Um dos "trunfos" da arte islâmica ― o arco em ferradura ― é muito anterior ao islão, conforme atestam os trabalhos iniciados em 1877 pelo introductor da archaiologia scientífica em Portugal, Estácio da Veiga, continuados por Leite de Vasconcelos e aprofundados cerca de cem anos depois do primeiro pela equipa de Cláudio Torres, que trouxeram ao público a memória da Basílica Paleocristã de Myrtilis (Mértola), construção composta por três naves e duas ábsides afrontadas, uma oriental e outra ocidental, em cuja fachada se teria aberto um pórtico, «provavelmente em duplo arco de ferradura ou arco ultrapassado, assente em colunas, de acordo com a sugestiva figuração de pórticos, esculpida em algumas lápides, e especialmente bem elaborada na do chantre Andreas, sendo assinalável o realismo algo naïf da arte deste período. (...)

Sem dúvida a função primacial [da vasta basílica myrtilense] foi a de lugar de doutrina e culto cristão, assistida por um corpo eclesial hierarquizado e bastante completo formado por presbíteros de que se conhecem os nomes de alguns; (Satírius, Romanus, Simplícius, Britto, Afranius), que presidiram à celebração de ofícios (a missa), administração dos sacramentos, formação dos catecúmenos etc, servida por uma pompa litúrgica especialmente rica no período visigótico. Queremos realçar aqui a função do canto que desempenhou um papel importante no convite à piedade e na criação de um clima emocional propício à exaltação do divino e ao fortalecimento da fé, nestas comunidades primitivas.

Sobre o exercício do canto na igreja myrtilense informa-nos o epitáfio (séc.VI) do já referido Andreas designado no texto "princeps cantorum", isto é o primeiro cantor [referência única em toda a península ibérica], e como era habitual deve ter presidido ao côro [local preferido para as inumações] e a uma "Schola" de cantores; e quem sabe se não exerceu a função de escola laica ministrando nesses tempos difíceis os rudimentos de leitura e escrita assumindo assim uma função social, como era habitual na alta Idade Média.

Além dos presbíteros e chantres, (cléricos de ordens maiores), a igreja de Myrtilis foi também servida pelos chamados menoristas. Entre estes conhecem-se o leitor Tyberius que faria a leitura das epístolas e um ostiário (porteiro) chamado Exupérius que teria por função a segurança e a limpeza da igreja.»
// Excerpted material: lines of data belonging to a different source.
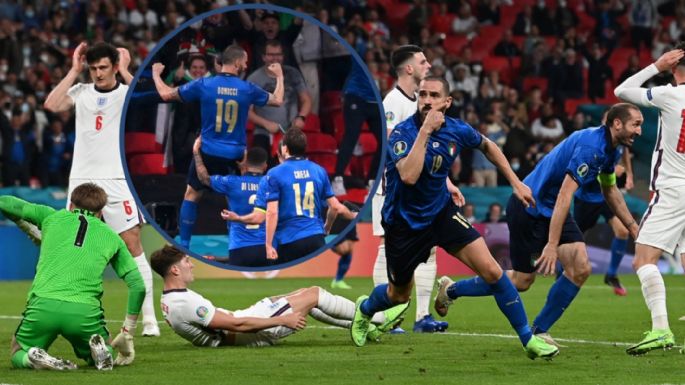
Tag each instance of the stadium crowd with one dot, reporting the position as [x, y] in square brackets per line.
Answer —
[518, 69]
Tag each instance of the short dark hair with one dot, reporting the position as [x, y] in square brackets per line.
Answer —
[296, 141]
[620, 111]
[272, 43]
[445, 85]
[102, 50]
[232, 53]
[256, 157]
[403, 53]
[89, 196]
[162, 259]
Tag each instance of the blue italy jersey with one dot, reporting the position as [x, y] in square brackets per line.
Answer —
[243, 194]
[301, 188]
[583, 155]
[420, 203]
[225, 101]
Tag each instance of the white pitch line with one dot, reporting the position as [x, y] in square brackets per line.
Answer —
[459, 334]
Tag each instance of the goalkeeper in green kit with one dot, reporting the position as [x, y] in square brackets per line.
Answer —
[65, 296]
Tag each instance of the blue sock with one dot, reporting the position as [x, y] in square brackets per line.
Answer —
[618, 249]
[472, 287]
[560, 296]
[343, 265]
[377, 301]
[510, 304]
[188, 216]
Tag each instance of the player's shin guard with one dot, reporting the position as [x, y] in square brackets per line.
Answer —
[424, 279]
[380, 269]
[148, 309]
[343, 266]
[188, 215]
[377, 301]
[654, 291]
[559, 298]
[510, 304]
[618, 249]
[472, 287]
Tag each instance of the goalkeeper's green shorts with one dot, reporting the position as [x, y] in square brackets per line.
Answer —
[45, 319]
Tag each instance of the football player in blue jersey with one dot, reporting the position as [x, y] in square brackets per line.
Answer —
[419, 213]
[225, 101]
[246, 240]
[540, 235]
[297, 190]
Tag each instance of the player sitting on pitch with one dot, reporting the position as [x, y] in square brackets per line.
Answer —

A Basílica funerária de Myrtilis extra-muros tem ainda a oferecer aos seus visitantes a mais antiga lápide de um judeu na península ibérica, com um candelabro (menorah), a exemplificar a componente judaica latinizada da sociedade myrtilense, próxima à cristã, bem como algumas epígrafes gregas, aparentemente de falantes com representação eclesiástica própria, referindo Êutiques, por coincidência ou não o nome do proponente do monofisismo. Esta heresia cristã de tipo unitariano, segundo Cláudio Torres, teria predisposto Mértola, tal como outras urbes mediterrânicas onde majoravam o arianismo e o monotelismo, à penetração do islão nos séculos VII e VIII.

«Antes da sacralização do local, ocorrida em meados do século V, essa zona foi ocupada por uma necrópole de incineração, que deu lugar a um cemitério de inumação a partir de finais do século I.» Quanto à tipologia da basílica e suas sepulturas (com tesselas), é de salientar a influência do norte de África, Proconsular, com o qual a cidade teria fortes ligações comerciais através do rio Guadiana. A orientação dos túmulos paleocristãos, com a cabeça a poente e o corpo deitado de costas de forma a que este possa olhar o Sol nascente no dia do Juízo Final, difere da dos islâmicos, com o lado direito virado a Meca.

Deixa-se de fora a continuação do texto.